The advantage of the confectionery and chocolate industry is the supply of its raw materials inside the country.

With this advantage, any investment will bring profit to this industry.

As a result of supporting domestic producers and products and banning the import of foreign products in this sector, Iranian producers are now able to meet the needs of the domestic market and are welcomed by domestic consumers.

This industry is also targeted to boost export to different markets all around the world.

Iran exports sweets and chocolates to 66 countries and the annual export of $1 billion has been planned for this industry.

The latest data in terms of exports show that Iran has exported $250 million of sweets and chocolates during the first half of the current Iranian calendar year (March 20-September 21).

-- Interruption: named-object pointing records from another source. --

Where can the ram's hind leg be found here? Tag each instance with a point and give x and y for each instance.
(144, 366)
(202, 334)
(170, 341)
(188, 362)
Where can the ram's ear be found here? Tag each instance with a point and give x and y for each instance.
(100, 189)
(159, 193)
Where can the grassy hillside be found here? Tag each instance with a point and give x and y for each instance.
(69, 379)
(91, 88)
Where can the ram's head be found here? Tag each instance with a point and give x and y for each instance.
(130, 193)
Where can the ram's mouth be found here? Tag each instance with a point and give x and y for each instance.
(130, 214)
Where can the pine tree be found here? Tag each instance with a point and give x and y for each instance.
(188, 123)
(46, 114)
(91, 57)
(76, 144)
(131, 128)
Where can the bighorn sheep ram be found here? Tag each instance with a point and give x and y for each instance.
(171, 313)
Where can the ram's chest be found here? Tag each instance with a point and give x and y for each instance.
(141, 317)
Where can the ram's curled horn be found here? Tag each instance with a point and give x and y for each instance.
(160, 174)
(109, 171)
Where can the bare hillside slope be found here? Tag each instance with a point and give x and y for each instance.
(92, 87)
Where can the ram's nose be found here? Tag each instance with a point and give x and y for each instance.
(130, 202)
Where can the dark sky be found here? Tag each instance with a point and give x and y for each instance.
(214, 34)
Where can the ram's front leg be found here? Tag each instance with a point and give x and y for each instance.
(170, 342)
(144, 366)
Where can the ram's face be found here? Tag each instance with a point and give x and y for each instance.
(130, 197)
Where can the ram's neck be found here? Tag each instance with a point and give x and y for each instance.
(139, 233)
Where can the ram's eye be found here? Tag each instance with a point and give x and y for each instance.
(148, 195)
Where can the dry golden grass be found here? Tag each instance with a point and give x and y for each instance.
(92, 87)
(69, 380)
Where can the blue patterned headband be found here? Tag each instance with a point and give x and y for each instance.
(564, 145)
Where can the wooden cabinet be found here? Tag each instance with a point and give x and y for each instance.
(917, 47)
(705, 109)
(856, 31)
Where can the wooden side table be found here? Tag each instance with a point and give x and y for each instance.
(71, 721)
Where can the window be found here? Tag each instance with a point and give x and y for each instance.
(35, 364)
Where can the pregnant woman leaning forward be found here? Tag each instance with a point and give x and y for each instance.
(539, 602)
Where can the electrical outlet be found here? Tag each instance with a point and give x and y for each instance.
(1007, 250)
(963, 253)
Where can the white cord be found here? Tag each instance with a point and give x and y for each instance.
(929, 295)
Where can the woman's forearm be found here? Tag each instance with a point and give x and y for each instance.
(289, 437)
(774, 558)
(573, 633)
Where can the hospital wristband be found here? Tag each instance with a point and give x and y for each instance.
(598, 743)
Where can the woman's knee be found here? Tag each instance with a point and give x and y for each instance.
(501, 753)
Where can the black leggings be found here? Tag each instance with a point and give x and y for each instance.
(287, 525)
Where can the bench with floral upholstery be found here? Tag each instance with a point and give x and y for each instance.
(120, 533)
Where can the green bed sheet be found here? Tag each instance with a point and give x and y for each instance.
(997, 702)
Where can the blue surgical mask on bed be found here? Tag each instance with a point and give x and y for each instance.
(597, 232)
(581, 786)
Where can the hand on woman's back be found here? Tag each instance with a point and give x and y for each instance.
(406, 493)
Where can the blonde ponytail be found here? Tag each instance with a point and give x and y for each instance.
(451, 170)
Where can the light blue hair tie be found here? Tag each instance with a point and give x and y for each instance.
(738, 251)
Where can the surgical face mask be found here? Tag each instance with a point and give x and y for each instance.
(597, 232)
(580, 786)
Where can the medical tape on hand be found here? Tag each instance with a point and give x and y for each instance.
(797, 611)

Neighboring countries, Persian Gulf littoral states, Commonwealth of Independence States, and Europe have been the major export destinations of these products in the mentioned period of time.

The Chairman of the Association of Iranian Confectionery Manufacturing Companies Jamshid Maghazei says that the country’s annual export of sweets and chocolates is estimated to reach $550 million-$600 million this year.

While the industry is trying to materialize the objective of surge in production and also boost export, it is facing some challenges especially in terms of production, as the production costs are increasing.

Meanwhile, the sanctions and coronavirus pandemic have made access to global markets difficult, and domestic demand has also declined.

The chairman of the Association of Iranian Confectionery Manufacturing Companies has said that due to the sanctions, the import of raw materials and essences from Europe has been stopped and products from Southeast Asian countries such as Malaysia, Indonesia, and China have been replaced, which are of much lower quality.

For this reason, the overall quality of confectionery and chocolate products has also changed, Jamshid Maghazei said.

In terms of exports, this industry has experienced a decline in the past year, as the exports stood at $500 million, which was 30 percent lower than the figure for its preceding year.

It is while, according to Maghazei, Iran is capable of exporting $1.5 billion of sweets and chocolates just to the regional countries such as Iraq, Afghanistan, and the Persian Gulf littoral states.

On the other hand, according to the secretary of the Biscuit, Confectionery and Chocolate Industries Association of Iran, the problems in the supply of raw materials such as sugar, oil and wheat, as well as exchange rate fluctuations and raw material prices reduce Iran's competitiveness in export markets; because when export commitments are not fulfilled in the established markets for any reason, export competitors replace Iran, and it is difficult to revive these markets.